Intelligence is no longer the field’s only grail, and consciousness is now front and centre in the science of the mind. This is not only a technical advance; it’s an ethical one. In 1789 Jeremy Bentham asked whether the law could ever refuse its protection to “any sensitive being”, and pointed out that “The question is not, Can [certain beings] reason?, nor Can they talk? but, Can they suffer?”
Suffering requires consciousness, says Bloom; understanding one enables us to tackle the other; so the shift in interest to consciousness itself is a welcome and humanising move.
This strong belief in the humanitarian potential of psychology allows Bloom to defend aspects of his discipline that often discomfort outside observers. He handles issues of environmental and genetic influences on the mind very well, and offers a welcome and robust defence of Alfred Binet’s 1905 invention, the measure of general intelligence or “intelligence quotient”. Bloom shows that the IQ test is as robust a metric as anything in social science. We know that a full half of us score less than 100 on that test; should this knowledge not fill us with humility and compassion? (Actually our responses tend to be more ambiguous. Bloom points out that Nazi commentators hated the idea of IQ because they thought Jews would score better than they would.)
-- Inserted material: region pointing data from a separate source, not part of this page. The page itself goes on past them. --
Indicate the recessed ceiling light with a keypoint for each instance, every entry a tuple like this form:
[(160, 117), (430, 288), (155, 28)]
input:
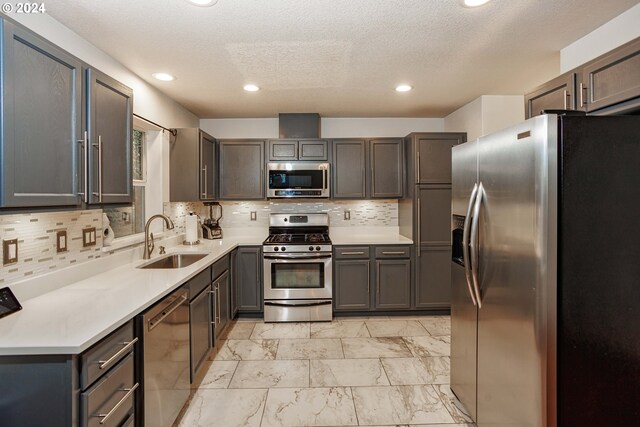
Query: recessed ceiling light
[(165, 77), (474, 3), (203, 3)]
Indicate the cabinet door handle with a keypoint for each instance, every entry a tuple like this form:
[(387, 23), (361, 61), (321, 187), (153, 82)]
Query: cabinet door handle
[(123, 350), (204, 193), (85, 145), (583, 92), (129, 391), (99, 147), (419, 233)]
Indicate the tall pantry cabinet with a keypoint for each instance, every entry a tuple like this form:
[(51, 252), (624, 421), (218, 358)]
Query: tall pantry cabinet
[(425, 215)]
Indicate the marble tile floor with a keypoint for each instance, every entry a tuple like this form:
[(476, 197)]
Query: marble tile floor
[(389, 371)]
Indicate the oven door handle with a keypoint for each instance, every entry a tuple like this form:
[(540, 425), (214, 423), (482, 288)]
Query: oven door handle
[(302, 304), (292, 257)]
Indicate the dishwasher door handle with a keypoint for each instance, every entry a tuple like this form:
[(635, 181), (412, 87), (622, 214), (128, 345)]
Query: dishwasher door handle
[(166, 312)]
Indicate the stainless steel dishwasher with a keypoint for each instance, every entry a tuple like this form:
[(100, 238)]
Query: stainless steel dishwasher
[(165, 368)]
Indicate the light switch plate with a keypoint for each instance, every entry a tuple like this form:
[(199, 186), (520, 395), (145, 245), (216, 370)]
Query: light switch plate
[(9, 251), (88, 237), (61, 241)]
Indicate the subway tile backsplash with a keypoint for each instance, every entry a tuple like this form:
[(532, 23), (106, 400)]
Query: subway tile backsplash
[(370, 213), (36, 234)]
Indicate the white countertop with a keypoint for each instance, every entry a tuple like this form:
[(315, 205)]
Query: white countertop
[(367, 236), (76, 308), (70, 319)]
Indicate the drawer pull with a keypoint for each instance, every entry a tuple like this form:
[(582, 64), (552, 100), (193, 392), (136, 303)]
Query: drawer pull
[(106, 416), (123, 350)]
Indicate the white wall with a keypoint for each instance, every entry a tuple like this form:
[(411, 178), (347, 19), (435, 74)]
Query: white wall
[(148, 101), (485, 115), (329, 127), (621, 29)]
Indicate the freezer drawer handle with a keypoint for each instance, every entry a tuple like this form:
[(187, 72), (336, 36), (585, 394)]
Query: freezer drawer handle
[(474, 244), (123, 350), (465, 243), (106, 416)]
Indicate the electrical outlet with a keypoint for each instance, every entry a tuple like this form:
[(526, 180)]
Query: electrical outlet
[(88, 237), (61, 241), (9, 251)]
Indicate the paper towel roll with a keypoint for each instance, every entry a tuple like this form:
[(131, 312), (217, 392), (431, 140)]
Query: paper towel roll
[(191, 226)]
Bloom is concerned to demonstrate that minds do more than think. The privileging of thinking over feeling and intuiting and suffering is a mistake. “A lot depends on what is meant by ‘rational.’ Bloom writes. If you’re stepping outside and it’s raining and you don’t want to get wet, it’s rational to bring an umbrella. But rationality defined in this manner is separate from goodness. “Kidnapping a rich person’s child might be a rational way to achieve the goal of getting a lot of money quickly,” Bloom observes, “so long as you don’t have other goals, such as obeying the law and not being a horrible person.”
Bloom’s ultimate purpose is to explain how a robustly materialistic view of the mind is fully compatible with the existence of choice and morality and responsibility. This middle-of-the-road approach may disappoint intellectual storm-chasers, but the rest of us can can be assured of an up-to-the-minute snapshot of the field, full of unknowns and uncertainties, yes, and speculations, and controversies — but guided by an ever-more rounded idea of what it is to be human.